Lernet-Holenia ci ha abituato
spesso nelle sue narrazioni a sfondi immaginifici che si trasfigurano in
simboli, in icone dal sorriso enigmatico che si alterano in lasciapassare che
potrebbero (possono) farci comprendere, in una affascinante commistione di
ironia e tragicità, quelle cupe e oscure sinergie ideologiche che hanno svolto
ruoli da protagonisti luciferini nelle crudeltà del secolo breve.
Basterebbe l’incipit, così
rimarchevole di influssi forse meteorologici, e che con la mente ci fanno andare a quella
perturbazione, simbolo di orrori mortali, che apre L’uomo senza qualità di Musil e, perché no, quella eroica Posizione di tiro di Manchette.

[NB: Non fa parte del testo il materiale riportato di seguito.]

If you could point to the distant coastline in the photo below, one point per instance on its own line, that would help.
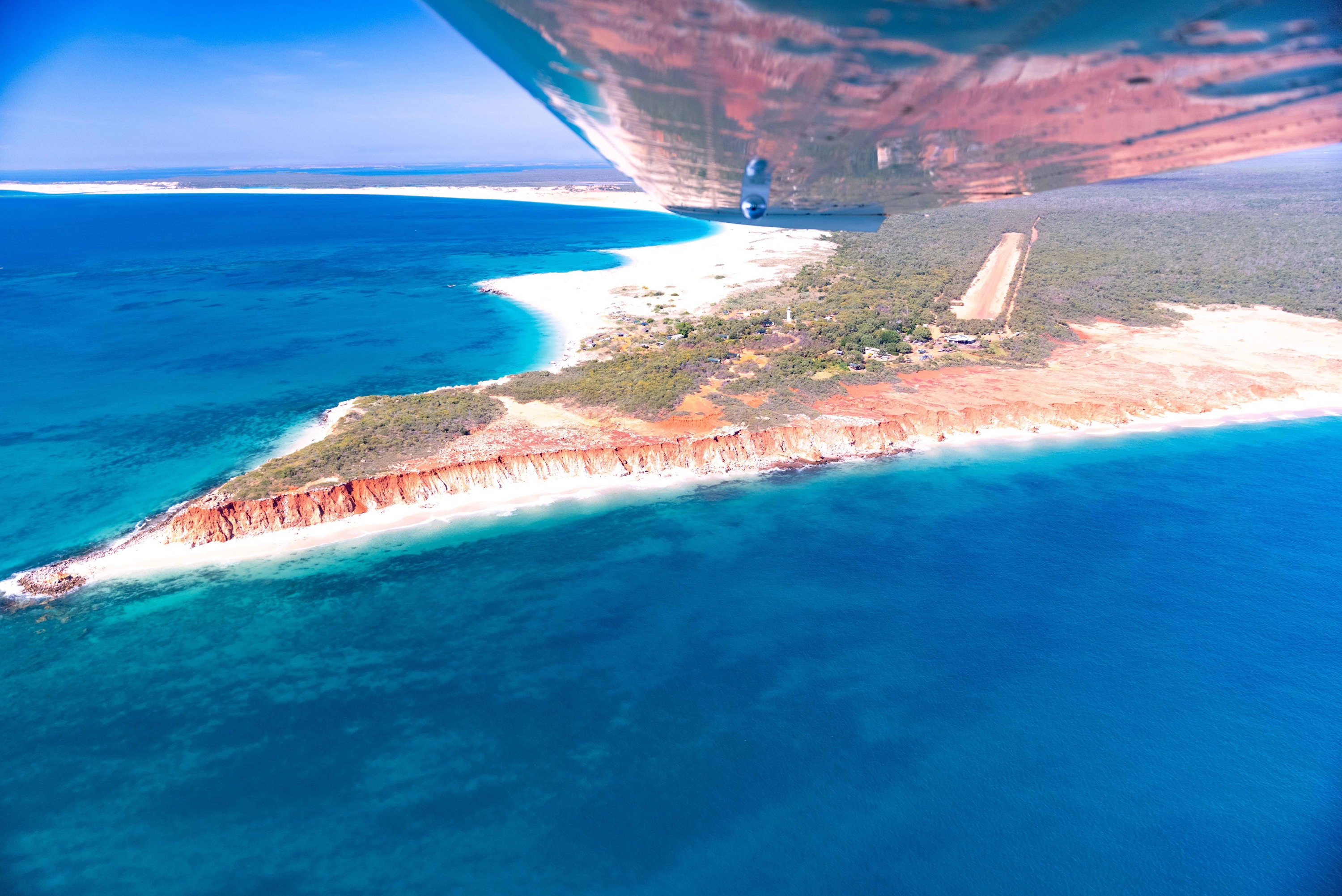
(539, 450)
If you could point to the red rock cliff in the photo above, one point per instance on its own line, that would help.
(217, 518)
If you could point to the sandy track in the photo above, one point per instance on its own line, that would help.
(987, 296)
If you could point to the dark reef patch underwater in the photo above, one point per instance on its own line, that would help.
(1075, 666)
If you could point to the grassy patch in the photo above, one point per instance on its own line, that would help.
(382, 433)
(647, 386)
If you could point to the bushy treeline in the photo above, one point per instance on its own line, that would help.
(379, 434)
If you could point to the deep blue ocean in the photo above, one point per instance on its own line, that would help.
(1074, 666)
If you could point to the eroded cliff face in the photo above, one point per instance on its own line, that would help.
(218, 518)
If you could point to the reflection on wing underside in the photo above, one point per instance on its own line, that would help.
(858, 112)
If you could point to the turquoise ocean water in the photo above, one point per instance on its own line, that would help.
(1077, 666)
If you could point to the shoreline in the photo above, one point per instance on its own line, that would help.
(137, 554)
(1116, 380)
(704, 272)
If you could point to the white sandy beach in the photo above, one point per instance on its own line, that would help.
(702, 273)
(732, 258)
(145, 554)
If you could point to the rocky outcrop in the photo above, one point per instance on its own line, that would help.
(218, 518)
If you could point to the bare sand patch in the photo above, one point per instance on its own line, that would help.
(987, 294)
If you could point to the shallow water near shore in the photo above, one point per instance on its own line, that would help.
(156, 345)
(1053, 666)
(1087, 666)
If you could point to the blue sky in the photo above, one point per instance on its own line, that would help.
(151, 84)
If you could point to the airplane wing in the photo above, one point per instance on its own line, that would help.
(776, 112)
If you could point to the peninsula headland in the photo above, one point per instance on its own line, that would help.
(755, 349)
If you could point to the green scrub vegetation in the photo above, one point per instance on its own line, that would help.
(379, 434)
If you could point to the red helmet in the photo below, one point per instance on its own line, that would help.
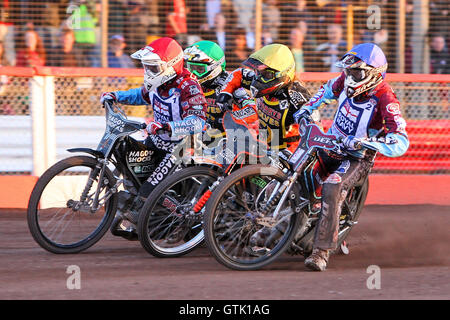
(162, 60)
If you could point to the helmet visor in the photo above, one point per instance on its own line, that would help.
(153, 69)
(348, 61)
(199, 69)
(266, 75)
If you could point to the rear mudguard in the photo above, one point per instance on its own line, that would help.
(92, 152)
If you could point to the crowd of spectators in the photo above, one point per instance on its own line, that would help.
(67, 33)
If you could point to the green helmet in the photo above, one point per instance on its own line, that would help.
(205, 59)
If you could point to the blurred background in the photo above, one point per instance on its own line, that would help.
(414, 34)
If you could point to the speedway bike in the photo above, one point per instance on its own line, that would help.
(75, 201)
(259, 212)
(170, 222)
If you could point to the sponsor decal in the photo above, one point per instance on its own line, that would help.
(400, 122)
(140, 156)
(284, 104)
(162, 170)
(297, 155)
(197, 113)
(334, 179)
(258, 181)
(115, 123)
(348, 118)
(197, 100)
(297, 98)
(161, 110)
(193, 90)
(243, 113)
(343, 167)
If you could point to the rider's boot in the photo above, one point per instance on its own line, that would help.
(318, 259)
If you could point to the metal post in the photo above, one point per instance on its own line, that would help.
(258, 24)
(420, 49)
(104, 33)
(349, 27)
(401, 32)
(43, 123)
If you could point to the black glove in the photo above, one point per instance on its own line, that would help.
(224, 101)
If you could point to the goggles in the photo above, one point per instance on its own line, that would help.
(153, 69)
(357, 74)
(199, 69)
(266, 75)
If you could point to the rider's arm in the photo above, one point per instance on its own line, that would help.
(134, 96)
(395, 141)
(193, 108)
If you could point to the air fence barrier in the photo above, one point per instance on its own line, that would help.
(46, 110)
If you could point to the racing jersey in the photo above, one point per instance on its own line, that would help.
(275, 112)
(180, 103)
(376, 114)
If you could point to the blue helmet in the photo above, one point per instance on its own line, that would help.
(364, 66)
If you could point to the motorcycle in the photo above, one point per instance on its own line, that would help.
(74, 202)
(170, 222)
(259, 212)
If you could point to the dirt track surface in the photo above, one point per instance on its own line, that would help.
(410, 244)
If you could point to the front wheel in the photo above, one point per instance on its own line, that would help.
(168, 224)
(61, 215)
(238, 232)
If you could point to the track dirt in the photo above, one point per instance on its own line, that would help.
(410, 245)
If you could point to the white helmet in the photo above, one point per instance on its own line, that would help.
(162, 60)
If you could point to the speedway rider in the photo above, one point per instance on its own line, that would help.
(179, 109)
(206, 60)
(270, 78)
(368, 118)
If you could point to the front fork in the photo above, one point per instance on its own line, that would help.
(99, 171)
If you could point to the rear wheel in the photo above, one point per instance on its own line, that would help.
(60, 218)
(237, 231)
(168, 225)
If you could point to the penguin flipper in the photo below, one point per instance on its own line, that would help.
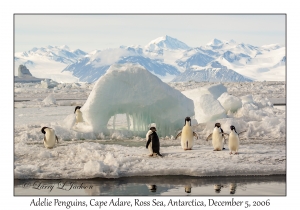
(179, 134)
(195, 134)
(209, 137)
(241, 132)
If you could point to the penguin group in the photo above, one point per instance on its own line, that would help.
(218, 139)
(187, 135)
(50, 137)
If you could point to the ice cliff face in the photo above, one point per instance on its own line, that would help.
(131, 89)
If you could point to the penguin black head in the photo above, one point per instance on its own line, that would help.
(232, 128)
(77, 107)
(43, 130)
(218, 125)
(153, 188)
(187, 119)
(153, 129)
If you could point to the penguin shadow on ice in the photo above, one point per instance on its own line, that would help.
(187, 135)
(234, 140)
(218, 138)
(217, 188)
(49, 137)
(153, 144)
(78, 114)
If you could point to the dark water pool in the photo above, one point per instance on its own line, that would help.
(156, 186)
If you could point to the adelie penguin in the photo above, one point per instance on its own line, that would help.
(187, 135)
(153, 142)
(234, 140)
(78, 113)
(49, 137)
(217, 137)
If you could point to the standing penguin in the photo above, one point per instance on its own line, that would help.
(78, 114)
(188, 188)
(232, 188)
(153, 142)
(49, 137)
(217, 137)
(234, 140)
(187, 135)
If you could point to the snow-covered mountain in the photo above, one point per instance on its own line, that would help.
(166, 57)
(213, 73)
(165, 42)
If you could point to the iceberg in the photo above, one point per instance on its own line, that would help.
(132, 90)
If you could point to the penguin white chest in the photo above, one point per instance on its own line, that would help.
(79, 117)
(217, 139)
(233, 142)
(49, 139)
(187, 137)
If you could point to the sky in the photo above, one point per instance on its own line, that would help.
(101, 31)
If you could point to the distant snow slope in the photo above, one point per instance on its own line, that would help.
(165, 56)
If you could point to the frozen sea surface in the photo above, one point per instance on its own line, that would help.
(82, 155)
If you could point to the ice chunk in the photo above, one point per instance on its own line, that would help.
(247, 99)
(49, 100)
(94, 167)
(208, 109)
(230, 102)
(48, 83)
(131, 89)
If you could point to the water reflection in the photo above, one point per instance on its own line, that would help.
(155, 186)
(188, 188)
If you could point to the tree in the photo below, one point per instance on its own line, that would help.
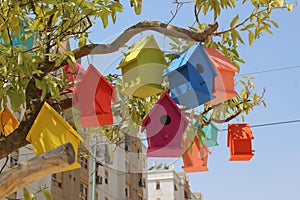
(25, 71)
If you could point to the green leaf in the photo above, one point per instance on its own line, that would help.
(251, 38)
(249, 26)
(234, 21)
(237, 35)
(16, 98)
(47, 195)
(274, 23)
(280, 3)
(54, 2)
(3, 25)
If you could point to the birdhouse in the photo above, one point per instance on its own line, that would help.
(224, 82)
(72, 76)
(239, 142)
(8, 122)
(17, 40)
(49, 131)
(195, 160)
(211, 132)
(93, 94)
(191, 75)
(142, 68)
(164, 127)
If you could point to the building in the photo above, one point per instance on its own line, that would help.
(115, 174)
(165, 184)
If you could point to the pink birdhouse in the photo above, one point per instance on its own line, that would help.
(196, 160)
(224, 82)
(93, 94)
(72, 76)
(164, 126)
(239, 142)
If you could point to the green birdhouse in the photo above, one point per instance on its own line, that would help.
(142, 68)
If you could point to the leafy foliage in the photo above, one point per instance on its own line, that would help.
(54, 22)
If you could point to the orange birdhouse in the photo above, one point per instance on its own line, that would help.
(49, 131)
(94, 95)
(224, 82)
(8, 122)
(239, 142)
(196, 160)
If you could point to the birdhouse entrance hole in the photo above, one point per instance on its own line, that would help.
(165, 119)
(200, 68)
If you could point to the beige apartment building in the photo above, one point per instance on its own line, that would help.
(115, 174)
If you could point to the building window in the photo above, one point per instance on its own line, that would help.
(140, 197)
(83, 192)
(127, 143)
(127, 191)
(107, 155)
(84, 162)
(106, 177)
(158, 185)
(99, 180)
(56, 179)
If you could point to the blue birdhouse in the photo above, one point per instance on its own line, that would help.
(211, 132)
(191, 76)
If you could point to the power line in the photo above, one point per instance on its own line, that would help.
(269, 70)
(272, 124)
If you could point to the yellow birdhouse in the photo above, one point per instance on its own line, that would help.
(49, 131)
(142, 68)
(8, 122)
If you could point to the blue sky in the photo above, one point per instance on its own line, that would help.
(274, 171)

Quello sguardo verso inesauribili
pianure galiziane, rutene, polacche che, a loro volta, rimandano a infiniti bassopiani
ucraini che altro non sono se non il prodromo storico di raffinate efferatezze
che albergano, come attese tartariche buzzatiane, nell’infinita pianura di
un’Asia sterminata.
Da una parte le rimembranze
feroci di rese dei conti infinite fra baroni sanguinari al comando di cosacchi
zaristi e rivoluzionari rossi in seducenti battaglie nella Mongolia atavica e portatrice di cinesi
millenarismi, dall’altra influssi ancora eterei di prussiane mutazioni, in marcia
ormai verso accadimenti pangermanisti e hitleriani.
Nel mezzo un sinfonico
chiacchiericcio di impotenza che ci ricorda quello dei nobili russi in attesa
dell’arrivo napoleonico nelle prime pagine di Guerra e pace. Mentre su tutto e tutti aleggia una figura misterica
e satanica di Anticristo, introdotta dalle profezie di uno scrittore fallito.
Lernet-Holenia, con Un sogno in rosso, descrive quel tragico
sonno della ragione che da sempre ha generato mostri luciferini. E lo fa meglio
di un trattato storico.
Un libro.
Un sogno in rosso, di Alexander Lernet-Holenia (Adelphi).